Magnolia High School administration and athletic staff members are striving to keep student athlete health and safety at the forefront of a successful athletic experience. The West Virginia Secondary Schools Athletic Commissioners requires student injuries, especially those to the head, to be examined by health practitioners to determine appropriate return-to-play time for the student- athlete’s safety.

To that end, the school is participating in the ImPACT (Immediate Post Concussion Assessment) program. The tool can be used during practice or competition to help determine the severity of the head injury and when the injury has healed. This computer-driven program has been used successfully at all levels across the country to diagnose and manage concussions suffered as a part of athletic play.
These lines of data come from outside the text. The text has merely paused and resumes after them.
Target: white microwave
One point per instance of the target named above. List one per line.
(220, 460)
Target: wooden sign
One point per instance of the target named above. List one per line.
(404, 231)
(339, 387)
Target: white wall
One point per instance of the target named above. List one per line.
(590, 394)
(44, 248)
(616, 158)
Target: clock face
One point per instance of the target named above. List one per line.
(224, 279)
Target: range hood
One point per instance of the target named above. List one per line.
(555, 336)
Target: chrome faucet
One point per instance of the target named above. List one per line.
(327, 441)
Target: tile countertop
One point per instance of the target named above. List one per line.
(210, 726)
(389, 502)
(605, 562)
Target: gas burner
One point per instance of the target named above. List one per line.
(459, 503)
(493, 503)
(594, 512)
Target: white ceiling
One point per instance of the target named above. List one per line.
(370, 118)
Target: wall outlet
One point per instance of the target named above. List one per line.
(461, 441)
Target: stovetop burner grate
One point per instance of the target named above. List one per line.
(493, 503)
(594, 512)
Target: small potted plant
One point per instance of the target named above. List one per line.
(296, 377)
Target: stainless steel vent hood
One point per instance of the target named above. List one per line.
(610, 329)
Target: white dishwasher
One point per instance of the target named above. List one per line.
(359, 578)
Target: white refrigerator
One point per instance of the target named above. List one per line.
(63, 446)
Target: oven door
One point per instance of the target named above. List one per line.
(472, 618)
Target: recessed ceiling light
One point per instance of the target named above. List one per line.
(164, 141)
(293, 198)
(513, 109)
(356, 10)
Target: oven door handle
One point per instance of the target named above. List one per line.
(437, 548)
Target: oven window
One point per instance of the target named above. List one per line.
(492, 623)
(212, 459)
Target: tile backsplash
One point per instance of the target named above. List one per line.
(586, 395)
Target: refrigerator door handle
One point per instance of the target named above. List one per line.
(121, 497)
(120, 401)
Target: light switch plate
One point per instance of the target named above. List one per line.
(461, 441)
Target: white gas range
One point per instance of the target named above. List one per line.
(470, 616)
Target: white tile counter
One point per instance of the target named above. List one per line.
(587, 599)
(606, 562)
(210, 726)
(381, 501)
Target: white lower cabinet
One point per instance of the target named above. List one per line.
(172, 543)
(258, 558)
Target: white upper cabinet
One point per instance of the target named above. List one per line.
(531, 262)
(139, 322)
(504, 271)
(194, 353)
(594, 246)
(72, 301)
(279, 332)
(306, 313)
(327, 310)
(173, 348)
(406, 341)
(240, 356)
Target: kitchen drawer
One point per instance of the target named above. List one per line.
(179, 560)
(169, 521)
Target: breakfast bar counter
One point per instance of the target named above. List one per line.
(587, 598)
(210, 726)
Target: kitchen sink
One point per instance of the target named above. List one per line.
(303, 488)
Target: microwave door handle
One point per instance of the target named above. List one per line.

A 15-20 minute test uses a “video-game” type format to provide baseline data on memory, reaction time, speed, and concentration. If a coach suspects an athlete has a concussion, the student will be required to re-take the test, which will be sent to a local doctor or neuropsychologist – with pre/post data – to help evaluate the injury.

According to Brian Castilow, MHS Athletic Director, the program provides “the best available information for managing concussions and preventing potential brain damage than can occur with multiple concussions.” He reminds parents that this in a non-invasive procedure and says that parents will be promptly notified should further action be necessary.

Questions about the program can be answered by Castilow or Donna Sands, school nurse, by calling the school during regular hours. Additional information can be found at www.impacttest.com.